Yuppiechef.com
- Type: Private subsidiary
- Industry: E-commerce Retail
- Founded: 2006; 20 years ago
- Founder: Andrew Smith Shane Dryden
- Headquarters: Cape Town, South Africa
- Number of locations: 25 (2026)
- Area served: South Africa
- Products: Kitchen tools
- Parent: Mr Price Group (since 2021)
- Website: yuppiechef.com

= Yuppiechef =

South African kitchen and homeware retailer

Yuppiechef is a South African retailer of kitchen and homeware products, based in Cape Town. Founded in 2006, the company has been wholly-owned by major South African retailer Mr Price Group since 2021.

== History ==

Originally run from Smith's home, Yuppiechef was one of a few experimental e-commerce projects initiated by the co-founders, who were running a web development agency at the time.

The idea for the business originated from cooking shows and international travel. Smith and Dryden noticed that many of the kitchen tools and brands featured overseas weren't very accessible to South Africans. Instead of competing on price, Yuppiechef decided to focus on specialized products that couldn't be easily sourced elsewhere.

Yuppiechef launched with just 32 products, and deliveries were initially packed and shipped from Smith's lounge, at his home in Plumstead, Cape Town.
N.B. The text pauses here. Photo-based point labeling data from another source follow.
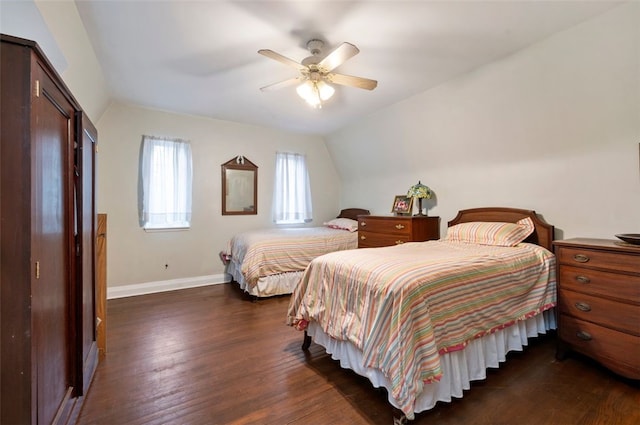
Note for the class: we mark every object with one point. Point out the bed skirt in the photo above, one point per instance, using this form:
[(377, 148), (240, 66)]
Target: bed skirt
[(459, 367), (278, 284)]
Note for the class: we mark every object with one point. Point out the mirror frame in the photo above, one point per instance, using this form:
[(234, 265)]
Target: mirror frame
[(239, 163)]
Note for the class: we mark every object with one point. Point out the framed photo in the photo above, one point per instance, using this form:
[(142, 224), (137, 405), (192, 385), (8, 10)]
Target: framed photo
[(402, 205)]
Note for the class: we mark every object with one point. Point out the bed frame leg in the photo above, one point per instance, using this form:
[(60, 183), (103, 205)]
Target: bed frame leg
[(306, 342), (399, 418)]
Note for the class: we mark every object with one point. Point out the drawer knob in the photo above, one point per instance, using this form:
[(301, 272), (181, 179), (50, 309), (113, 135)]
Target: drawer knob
[(583, 279), (585, 336), (582, 306), (581, 258)]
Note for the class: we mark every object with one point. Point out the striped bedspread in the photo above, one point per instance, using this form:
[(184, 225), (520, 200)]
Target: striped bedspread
[(405, 305), (273, 251)]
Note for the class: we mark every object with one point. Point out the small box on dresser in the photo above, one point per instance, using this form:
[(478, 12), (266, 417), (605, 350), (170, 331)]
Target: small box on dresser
[(376, 230), (599, 302)]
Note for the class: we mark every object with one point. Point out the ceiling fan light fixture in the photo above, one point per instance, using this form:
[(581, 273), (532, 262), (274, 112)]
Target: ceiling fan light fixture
[(315, 92)]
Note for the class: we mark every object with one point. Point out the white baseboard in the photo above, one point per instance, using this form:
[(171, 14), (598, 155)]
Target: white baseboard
[(165, 285)]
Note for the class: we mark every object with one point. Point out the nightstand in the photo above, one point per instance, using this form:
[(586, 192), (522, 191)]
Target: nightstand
[(599, 302), (375, 231)]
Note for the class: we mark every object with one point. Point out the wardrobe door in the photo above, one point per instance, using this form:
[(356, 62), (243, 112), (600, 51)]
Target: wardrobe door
[(86, 236), (53, 250)]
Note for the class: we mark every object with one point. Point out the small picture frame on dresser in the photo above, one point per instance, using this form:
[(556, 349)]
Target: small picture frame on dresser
[(402, 205)]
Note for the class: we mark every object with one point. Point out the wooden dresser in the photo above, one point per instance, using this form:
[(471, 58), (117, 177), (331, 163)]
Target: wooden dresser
[(375, 230), (599, 302)]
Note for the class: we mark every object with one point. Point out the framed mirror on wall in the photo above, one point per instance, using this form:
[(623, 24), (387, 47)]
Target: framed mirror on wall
[(239, 187)]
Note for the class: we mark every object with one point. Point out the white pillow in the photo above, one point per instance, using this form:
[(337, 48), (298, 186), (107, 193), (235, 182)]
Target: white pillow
[(343, 223)]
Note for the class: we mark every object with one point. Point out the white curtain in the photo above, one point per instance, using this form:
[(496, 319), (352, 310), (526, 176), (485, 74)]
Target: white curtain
[(292, 190), (166, 178)]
In June 2008, Paul Galatis, a high school friend of Smith's, joined the company as its third partner and assumed the role of Marketing Director.

In 2010, Yuppiechef won a gold Loerie and gained media attention for a campaign that made use of a national marketing campaign by the retailer Woolworths called "Woolies Lovebirds". A misspelled URL on Woolworth's marketing material, allowed them to register the URL, and post a ransom note asking that Woolworths match any donations by Yuppiechef's customers to a local charity they supported at the time.

Known for including handwritten cards with deliveries, Yuppiechef established and early presence in the South African e-commerce sector. The company was named the best eCommerce store in South Africa annually from 2010 through 2015.

12 years after starting its online store, Yuppiechef opened its first brick & mortar stores in Cape Town and Johannesburg. In October 2017, the first of their physical retail stores was launched. The company has subsequently opened two more stores in Cape Town. Yuppiechef's headquarters in Westlake Business Park also contains a store.

Yuppiechef was sold to major South African retail chain Mr Price Group in 2021, in a deal valued at around R470 million. The company's founders remained with Yuppiechef for a year, before leaving in 2022.

== Operations ==

As of June 2026, Yuppiechef retails online, and operates a total of 25 physical stores, across multiple of South Africa's major cities.